OS CHATOS DOS MANIFESTANTES
Não me lembro de alguma vez os portugueses terem sido
famosos por pedirem licença para reclamarem. Nunca soube de casos de
portugueses e portuguesas que pediram autorização para mandarem alguém,
português ou portuguesa, para aquele sítio desagradável de que todos parecem
conhecer a localização. Portugal e os portugueses não são um bom exemplo da boa
educação do «não se importa que?» ou do »seria muita maçada se eu?».
Ninguém alguma vez presenciou a seguinte situação:
«O senhor importa-se que lhe chame de cabrão?»
«Agora, agora não me dava grande jeito.»
«Peço imensa desculpa por o importunar, então. Obrigado,
sim?»
«Ora essa, eu é que agradeço pela amabilidade»
«Bom dia»
«Bom dia também para si»
Os portugueses não perdem tempo quando o assunto é insultar
alguém ou a sua mãe e muito menos tempo perdem para reclamar quando o serviço
não é do seu agrado. Os famosos livros de reclamação, que tanto deleitam
portugueses, não são uma forma de pedir licença para reclamar mas uma
plataforma para impressão do nosso descontentamento.

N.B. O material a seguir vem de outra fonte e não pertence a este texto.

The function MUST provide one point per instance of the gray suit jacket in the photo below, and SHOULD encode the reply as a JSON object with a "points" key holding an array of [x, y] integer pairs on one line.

Também não são conhecidos, os portugueses, por encontrarem
formas inovadoras e criativas de se manifestarem. Cumprem à risca o ritual
aparentemente sagrado de se manifestarem em filinha, passo de funeral e tarja
colectiva na frente da corrida enquanto gritam cânticos de repúdio, sempre ao
mesmo ritmo, sempre com a mesma melodia. E orgulham-se os portugueses que se manifestam
desta forma arcaica de manifestação.
Os portugueses não aprenderam nada com esses outros
portugueses que compõem as claques de futebol e que a cada craque, a cada
triunfo, inventam novos slogans e cânticos e coreografias várias. Não
aprenderam os chatos dos manifestantes a manifestarem-se como os bárbaros das
claques, com o coração, levados pela emoção mais irracional e pelo calor dos
acontecimentos.
Pois eu diria que o calor dos acontecimentos actuais deveria
ter um reflexo directo no coração e na emoção e, logo, na forma como os
portugueses se manifestam. Mas não. A resiliência histórica dos portugueses é
tal, que os manifestantes mais ou menos encartados insistem em manter a velha
forma de ordem unida pintada a cartazes mal amanhados e a palavras ocas gritadas
sem tesão.
São chatos os manifestantes portugueses. Chatos e teimosos.
Chatos, teimosos e cinzentos e moles dos queixos e limitados.
Toda esta história em torno da manifestação na ponte 25 de
Abril vem comprovar isto mesmo. Alguém na CGTP pensou que de facto havia que
fazer alguma coisa para dar cor às manifestações. Vai daí, o iluminado sindical
sugeriu que, ao invés das habituais avenidas lisboetas, se usasse uma ponte que
tem nome de golpe militar e ao mesmo tempo de liberdade nacional.
«Vai ser bonito, camaradas», terão dito.
«A ponte até é vermelha como os cravos, camaradas», terão
respondido.
«Será que nos deixam fazer isso?» terá alguém perguntado muito
ao longe na reunião. As palmas não permitiram resposta condigna…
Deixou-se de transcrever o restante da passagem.